I want to show distinct cities of Users in the front end dropdown. For that, i make a db query which fetches distinct city_name
from table City
but only those cities where users are present.
Something like below works for a small size of User
table, but takes a very long time if User
table in of size 10 million.

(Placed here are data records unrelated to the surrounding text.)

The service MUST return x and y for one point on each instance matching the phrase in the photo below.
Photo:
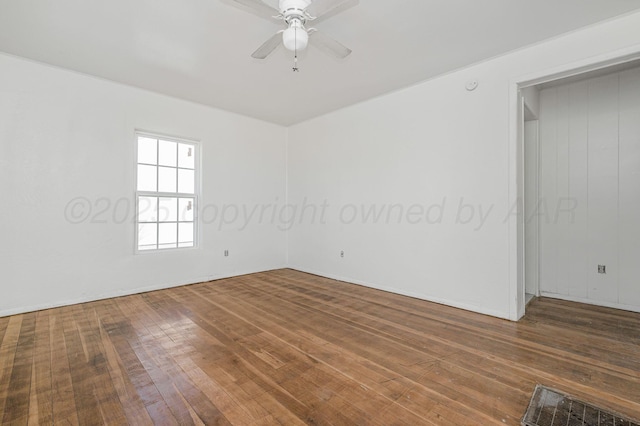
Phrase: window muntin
(166, 195)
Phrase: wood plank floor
(284, 347)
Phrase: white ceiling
(199, 50)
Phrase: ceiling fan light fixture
(295, 38)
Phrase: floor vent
(549, 407)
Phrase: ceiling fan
(296, 14)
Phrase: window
(166, 196)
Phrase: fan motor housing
(294, 9)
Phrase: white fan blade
(259, 7)
(325, 9)
(268, 46)
(329, 45)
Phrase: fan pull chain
(295, 52)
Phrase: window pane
(147, 209)
(168, 210)
(147, 179)
(167, 179)
(186, 181)
(185, 232)
(147, 235)
(185, 210)
(168, 153)
(186, 156)
(167, 233)
(147, 150)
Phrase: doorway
(532, 253)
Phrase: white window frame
(195, 195)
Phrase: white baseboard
(614, 305)
(429, 298)
(128, 292)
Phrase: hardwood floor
(284, 347)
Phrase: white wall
(590, 158)
(531, 206)
(65, 135)
(421, 145)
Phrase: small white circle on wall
(471, 85)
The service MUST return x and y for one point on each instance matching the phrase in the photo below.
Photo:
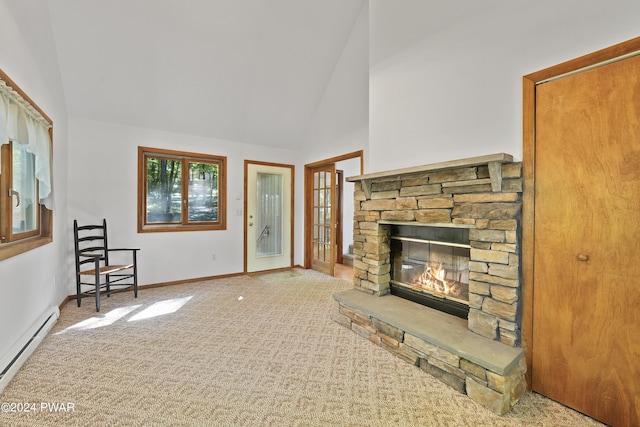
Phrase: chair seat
(95, 276)
(107, 269)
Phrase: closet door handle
(12, 193)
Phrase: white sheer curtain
(21, 123)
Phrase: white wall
(103, 184)
(27, 281)
(453, 89)
(341, 122)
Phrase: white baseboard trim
(12, 361)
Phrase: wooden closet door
(586, 310)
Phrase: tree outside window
(180, 191)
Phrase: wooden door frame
(308, 197)
(339, 210)
(246, 176)
(529, 83)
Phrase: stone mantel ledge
(493, 161)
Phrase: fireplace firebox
(430, 266)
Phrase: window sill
(8, 250)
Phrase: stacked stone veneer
(465, 196)
(497, 389)
(488, 200)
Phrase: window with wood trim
(25, 172)
(180, 191)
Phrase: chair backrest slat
(90, 239)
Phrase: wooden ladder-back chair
(93, 269)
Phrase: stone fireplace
(454, 227)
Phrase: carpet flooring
(241, 351)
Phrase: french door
(323, 219)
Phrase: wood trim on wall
(529, 83)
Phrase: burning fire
(433, 280)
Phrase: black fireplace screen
(430, 265)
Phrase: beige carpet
(242, 351)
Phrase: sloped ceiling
(242, 70)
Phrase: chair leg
(78, 294)
(97, 281)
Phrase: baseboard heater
(20, 352)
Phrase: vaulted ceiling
(249, 71)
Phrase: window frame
(185, 157)
(12, 244)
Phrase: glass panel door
(323, 252)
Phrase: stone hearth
(483, 193)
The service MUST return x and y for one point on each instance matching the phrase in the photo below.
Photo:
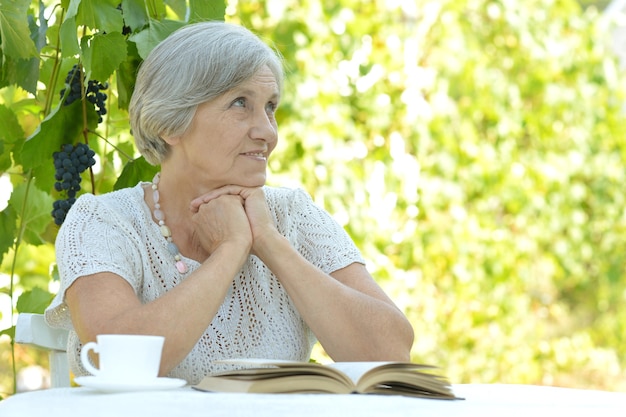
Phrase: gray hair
(195, 64)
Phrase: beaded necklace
(165, 231)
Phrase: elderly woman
(206, 254)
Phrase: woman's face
(231, 137)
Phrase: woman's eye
(271, 107)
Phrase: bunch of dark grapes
(93, 94)
(69, 163)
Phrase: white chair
(32, 329)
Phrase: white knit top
(115, 232)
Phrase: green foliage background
(474, 149)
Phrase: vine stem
(16, 246)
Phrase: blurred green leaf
(134, 171)
(34, 301)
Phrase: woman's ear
(171, 140)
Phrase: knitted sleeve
(92, 239)
(312, 230)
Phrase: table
(482, 400)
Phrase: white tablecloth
(480, 400)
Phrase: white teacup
(124, 357)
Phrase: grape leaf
(134, 14)
(200, 10)
(34, 207)
(58, 128)
(104, 54)
(148, 38)
(14, 33)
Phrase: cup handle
(84, 358)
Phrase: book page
(355, 370)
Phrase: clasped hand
(231, 214)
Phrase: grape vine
(69, 163)
(93, 93)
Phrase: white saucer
(104, 385)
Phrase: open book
(275, 376)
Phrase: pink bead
(182, 268)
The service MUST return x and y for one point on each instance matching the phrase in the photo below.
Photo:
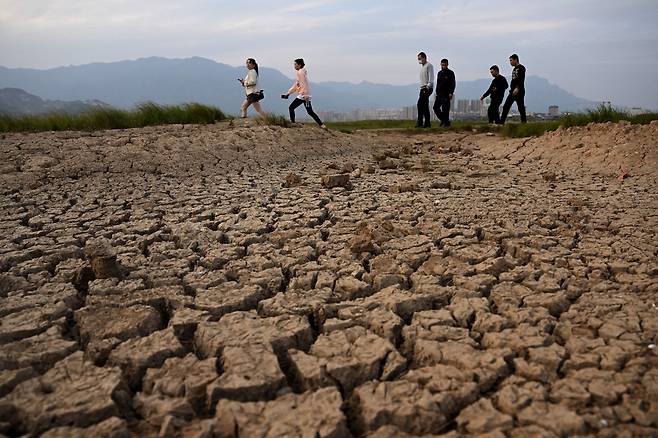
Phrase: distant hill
(172, 81)
(15, 101)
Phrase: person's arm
(488, 92)
(453, 84)
(251, 80)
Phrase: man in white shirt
(426, 88)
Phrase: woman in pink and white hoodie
(303, 90)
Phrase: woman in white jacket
(250, 84)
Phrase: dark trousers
(520, 104)
(442, 109)
(309, 109)
(494, 111)
(424, 107)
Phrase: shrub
(146, 114)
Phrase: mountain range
(172, 81)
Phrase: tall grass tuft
(146, 114)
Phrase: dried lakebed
(258, 281)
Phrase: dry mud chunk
(297, 302)
(513, 397)
(399, 403)
(166, 297)
(45, 295)
(186, 377)
(62, 396)
(39, 352)
(243, 328)
(482, 417)
(379, 320)
(350, 288)
(229, 297)
(10, 378)
(184, 321)
(340, 180)
(111, 428)
(349, 357)
(155, 408)
(316, 414)
(103, 327)
(103, 258)
(31, 322)
(135, 355)
(518, 339)
(250, 373)
(556, 418)
(404, 303)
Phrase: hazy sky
(596, 49)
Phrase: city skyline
(570, 43)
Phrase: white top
(427, 75)
(251, 82)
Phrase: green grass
(146, 114)
(600, 114)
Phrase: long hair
(253, 61)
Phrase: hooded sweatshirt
(301, 85)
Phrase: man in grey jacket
(426, 88)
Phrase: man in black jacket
(497, 92)
(517, 89)
(445, 89)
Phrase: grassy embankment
(146, 114)
(533, 128)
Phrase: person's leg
(243, 109)
(419, 107)
(490, 112)
(259, 110)
(495, 111)
(520, 103)
(506, 108)
(309, 110)
(426, 109)
(293, 106)
(445, 111)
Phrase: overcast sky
(596, 49)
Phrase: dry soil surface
(242, 280)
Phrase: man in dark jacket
(497, 92)
(445, 89)
(517, 90)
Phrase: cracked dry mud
(245, 281)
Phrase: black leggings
(309, 109)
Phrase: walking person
(517, 90)
(302, 87)
(426, 88)
(445, 90)
(497, 92)
(253, 93)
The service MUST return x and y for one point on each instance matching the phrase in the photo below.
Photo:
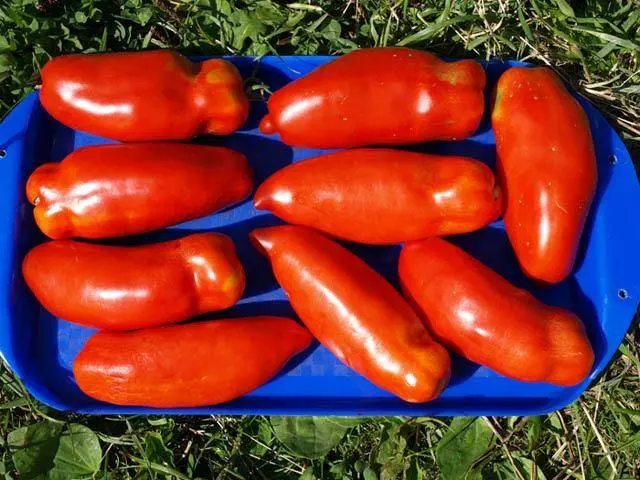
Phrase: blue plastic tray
(604, 291)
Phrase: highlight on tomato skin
(108, 191)
(355, 313)
(190, 365)
(410, 195)
(542, 133)
(128, 287)
(379, 96)
(478, 314)
(144, 96)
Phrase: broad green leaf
(393, 468)
(144, 15)
(414, 472)
(311, 437)
(79, 454)
(155, 449)
(466, 441)
(34, 448)
(308, 474)
(348, 421)
(369, 474)
(565, 8)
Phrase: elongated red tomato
(191, 365)
(115, 190)
(475, 312)
(382, 196)
(355, 313)
(548, 168)
(123, 288)
(144, 96)
(379, 96)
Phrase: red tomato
(191, 365)
(115, 190)
(144, 95)
(383, 196)
(548, 168)
(355, 313)
(475, 312)
(379, 96)
(122, 288)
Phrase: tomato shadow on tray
(265, 155)
(491, 246)
(58, 377)
(262, 73)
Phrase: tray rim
(28, 111)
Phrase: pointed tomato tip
(267, 126)
(261, 240)
(261, 198)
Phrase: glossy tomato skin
(355, 313)
(190, 365)
(122, 288)
(475, 312)
(144, 96)
(379, 96)
(115, 190)
(383, 196)
(547, 166)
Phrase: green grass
(594, 45)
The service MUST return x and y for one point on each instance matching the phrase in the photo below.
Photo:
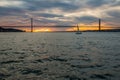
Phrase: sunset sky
(60, 12)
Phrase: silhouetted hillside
(10, 30)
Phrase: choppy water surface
(60, 56)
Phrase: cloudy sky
(60, 12)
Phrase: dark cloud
(6, 11)
(98, 3)
(114, 13)
(47, 15)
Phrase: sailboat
(78, 31)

Distinct cities of these users are still ~100 though.
class City(models.Model):
city_code = models.IntegerField(unique=True)

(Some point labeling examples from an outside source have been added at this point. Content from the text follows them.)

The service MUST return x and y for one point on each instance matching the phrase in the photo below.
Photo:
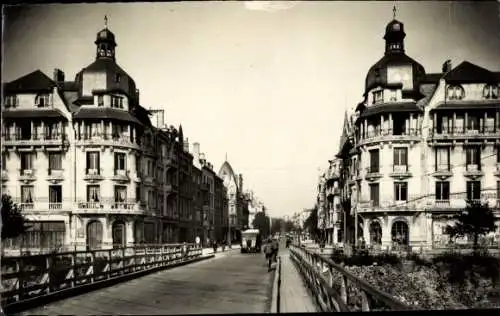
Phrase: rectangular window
(138, 194)
(374, 194)
(93, 162)
(27, 194)
(26, 161)
(378, 96)
(400, 156)
(120, 160)
(473, 190)
(4, 160)
(472, 123)
(55, 161)
(442, 158)
(442, 190)
(374, 161)
(55, 196)
(120, 194)
(400, 191)
(473, 156)
(93, 193)
(393, 95)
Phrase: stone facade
(416, 148)
(87, 166)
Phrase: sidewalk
(210, 251)
(294, 297)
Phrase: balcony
(373, 173)
(442, 171)
(27, 175)
(387, 135)
(55, 175)
(122, 208)
(93, 174)
(5, 175)
(462, 133)
(121, 175)
(473, 171)
(400, 171)
(171, 188)
(107, 140)
(38, 140)
(496, 173)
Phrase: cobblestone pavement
(231, 283)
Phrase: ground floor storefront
(70, 232)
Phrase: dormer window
(100, 100)
(11, 101)
(393, 95)
(455, 93)
(42, 101)
(490, 92)
(117, 102)
(378, 96)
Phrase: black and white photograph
(226, 157)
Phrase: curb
(85, 288)
(275, 300)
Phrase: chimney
(447, 66)
(58, 75)
(196, 152)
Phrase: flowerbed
(448, 282)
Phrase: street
(229, 283)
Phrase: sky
(265, 83)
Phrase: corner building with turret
(86, 165)
(416, 148)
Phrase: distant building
(89, 166)
(417, 147)
(236, 201)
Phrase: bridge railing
(337, 290)
(28, 277)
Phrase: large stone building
(237, 202)
(86, 164)
(417, 147)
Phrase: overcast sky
(265, 83)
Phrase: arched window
(455, 92)
(42, 100)
(119, 236)
(375, 233)
(400, 233)
(490, 91)
(94, 235)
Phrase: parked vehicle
(251, 241)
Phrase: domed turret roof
(394, 56)
(105, 35)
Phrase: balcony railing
(486, 130)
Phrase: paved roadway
(229, 283)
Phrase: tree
(261, 222)
(13, 223)
(476, 220)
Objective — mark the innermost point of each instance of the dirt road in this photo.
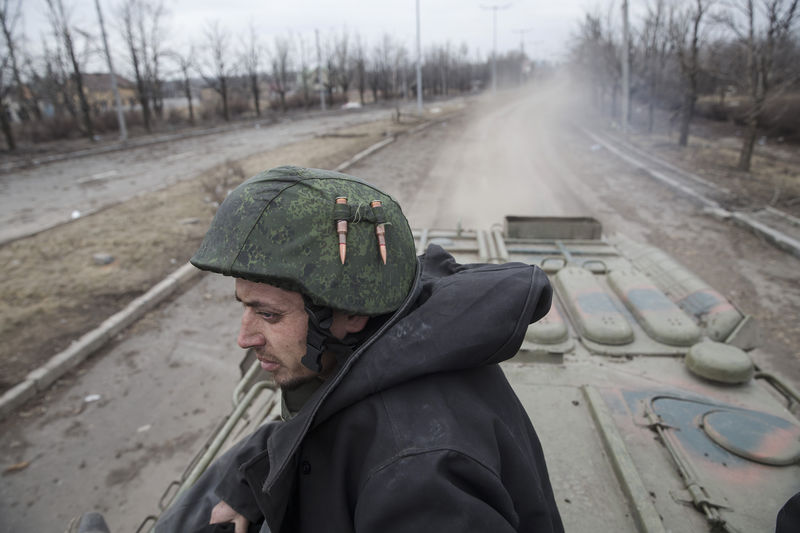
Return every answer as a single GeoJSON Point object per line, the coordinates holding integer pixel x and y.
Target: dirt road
{"type": "Point", "coordinates": [41, 197]}
{"type": "Point", "coordinates": [164, 383]}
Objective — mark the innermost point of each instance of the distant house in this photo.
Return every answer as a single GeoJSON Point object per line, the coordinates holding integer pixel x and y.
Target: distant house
{"type": "Point", "coordinates": [98, 91]}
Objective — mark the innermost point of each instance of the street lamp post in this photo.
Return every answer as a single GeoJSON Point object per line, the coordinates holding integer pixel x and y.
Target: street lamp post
{"type": "Point", "coordinates": [419, 66]}
{"type": "Point", "coordinates": [495, 8]}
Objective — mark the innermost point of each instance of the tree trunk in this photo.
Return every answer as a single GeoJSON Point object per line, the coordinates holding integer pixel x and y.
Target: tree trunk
{"type": "Point", "coordinates": [747, 146]}
{"type": "Point", "coordinates": [6, 126]}
{"type": "Point", "coordinates": [256, 94]}
{"type": "Point", "coordinates": [87, 119]}
{"type": "Point", "coordinates": [187, 90]}
{"type": "Point", "coordinates": [224, 94]}
{"type": "Point", "coordinates": [687, 110]}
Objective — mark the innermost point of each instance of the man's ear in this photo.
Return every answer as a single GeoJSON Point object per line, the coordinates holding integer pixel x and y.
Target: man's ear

city_name = models.CharField(max_length=256)
class User(models.Model):
city = models.ForeignKey('City', to_field='city_code')
Now i try to search distinct city names as:
City.objects.filter().values_list('city__city_name').distinct()

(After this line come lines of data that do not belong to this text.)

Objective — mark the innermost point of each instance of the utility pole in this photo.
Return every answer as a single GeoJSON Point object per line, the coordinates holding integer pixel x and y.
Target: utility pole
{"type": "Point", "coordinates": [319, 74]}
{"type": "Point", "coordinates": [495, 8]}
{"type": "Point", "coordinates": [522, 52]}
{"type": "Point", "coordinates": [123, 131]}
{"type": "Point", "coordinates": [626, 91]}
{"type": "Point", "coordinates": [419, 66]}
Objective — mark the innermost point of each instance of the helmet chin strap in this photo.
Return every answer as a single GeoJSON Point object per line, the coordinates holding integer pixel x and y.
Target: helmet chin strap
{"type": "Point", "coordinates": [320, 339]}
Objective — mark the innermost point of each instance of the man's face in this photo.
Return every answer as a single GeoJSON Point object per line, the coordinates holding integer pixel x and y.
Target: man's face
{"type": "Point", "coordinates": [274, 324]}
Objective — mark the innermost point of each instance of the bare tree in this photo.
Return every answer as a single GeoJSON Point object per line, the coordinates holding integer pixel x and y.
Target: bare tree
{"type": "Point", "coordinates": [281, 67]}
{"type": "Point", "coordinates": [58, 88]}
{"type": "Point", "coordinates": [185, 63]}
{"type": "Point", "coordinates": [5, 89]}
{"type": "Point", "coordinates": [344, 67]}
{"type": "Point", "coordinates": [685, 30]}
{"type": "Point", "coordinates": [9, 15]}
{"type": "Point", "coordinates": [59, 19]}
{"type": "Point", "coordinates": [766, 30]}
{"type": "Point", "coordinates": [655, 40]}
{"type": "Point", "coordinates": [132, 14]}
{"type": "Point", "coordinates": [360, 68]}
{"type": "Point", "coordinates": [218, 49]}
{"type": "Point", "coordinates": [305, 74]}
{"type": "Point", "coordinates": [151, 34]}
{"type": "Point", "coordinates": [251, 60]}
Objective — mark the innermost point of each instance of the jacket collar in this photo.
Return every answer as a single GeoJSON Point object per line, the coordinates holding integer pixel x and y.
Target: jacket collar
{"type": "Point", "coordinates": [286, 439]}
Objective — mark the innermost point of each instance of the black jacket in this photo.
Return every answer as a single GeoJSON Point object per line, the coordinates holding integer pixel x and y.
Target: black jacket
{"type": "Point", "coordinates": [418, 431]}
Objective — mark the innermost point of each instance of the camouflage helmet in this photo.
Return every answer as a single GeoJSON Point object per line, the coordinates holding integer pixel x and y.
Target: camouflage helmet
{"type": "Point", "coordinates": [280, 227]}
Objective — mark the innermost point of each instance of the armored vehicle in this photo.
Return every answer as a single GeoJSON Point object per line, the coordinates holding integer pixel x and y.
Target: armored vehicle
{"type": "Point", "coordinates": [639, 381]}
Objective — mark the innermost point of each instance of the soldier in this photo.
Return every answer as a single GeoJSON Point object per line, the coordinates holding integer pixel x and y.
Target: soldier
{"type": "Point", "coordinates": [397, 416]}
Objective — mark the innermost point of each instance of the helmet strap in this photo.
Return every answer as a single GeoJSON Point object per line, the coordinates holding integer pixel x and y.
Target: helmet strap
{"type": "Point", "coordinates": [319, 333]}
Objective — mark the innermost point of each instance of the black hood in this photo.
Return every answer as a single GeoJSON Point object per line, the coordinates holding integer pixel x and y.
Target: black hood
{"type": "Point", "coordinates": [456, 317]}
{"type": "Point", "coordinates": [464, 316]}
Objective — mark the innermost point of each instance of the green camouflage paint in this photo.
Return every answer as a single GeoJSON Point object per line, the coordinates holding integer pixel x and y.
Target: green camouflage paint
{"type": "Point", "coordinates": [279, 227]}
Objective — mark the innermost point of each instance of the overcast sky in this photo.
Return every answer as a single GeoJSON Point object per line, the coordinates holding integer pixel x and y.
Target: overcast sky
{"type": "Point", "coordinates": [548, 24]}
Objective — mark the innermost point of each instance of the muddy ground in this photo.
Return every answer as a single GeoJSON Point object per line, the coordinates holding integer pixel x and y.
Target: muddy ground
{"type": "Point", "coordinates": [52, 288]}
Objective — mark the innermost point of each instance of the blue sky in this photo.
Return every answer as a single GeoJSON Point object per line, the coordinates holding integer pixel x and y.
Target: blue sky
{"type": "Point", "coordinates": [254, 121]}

which translates to this on PostgreSQL:
SELECT DISTINCT "city"."city_name"
FROM "user"
LEFT OUTER JOIN "city"
ON ("user"."city_id" = "city"."city_code");
Time: 9760.302 ms
That clearly showed that PostgreSQL was not making use of index on 'user'.'city_id'. I also read about a workaround solution here which involved writing a custom SQL query which somehow utilizes index.
I tried to find distinct 'user'.'city_id' using the above query, and that actually turned out to be pretty fast.
WITH
RECURSIVE t(n) AS
(SELECT min(city_id)
FROM user
UNION
SELECT
(SELECT city_id
FROM user
WHERE city_id > n order by city_id limit 1)
FROM t
WHERE n is not null)
SELECT n
FROM t;
Time: 79.056 ms
But now i am finding it hard to incorporate this in my Django code. I still think it is a kind of hack adding custom query in the code for this. But a bigger concern for me is that the column name can be totally dynamic, and i can not hardcode these column names (eg. city_id, etc.) in the code.
#original_fields could be a list from input, like ['area_code__district_code__name']
dataset_klass.objects.filter().values_list(*original_fields).distinct()
Using the custom query would need atleast splitting the field name with '__' as delimiter and process the first part. But it looks like a bad hack to me.
How can i improve this?
PS. The City
User
example is just shown to explain the scenario. The syntax might not be correct.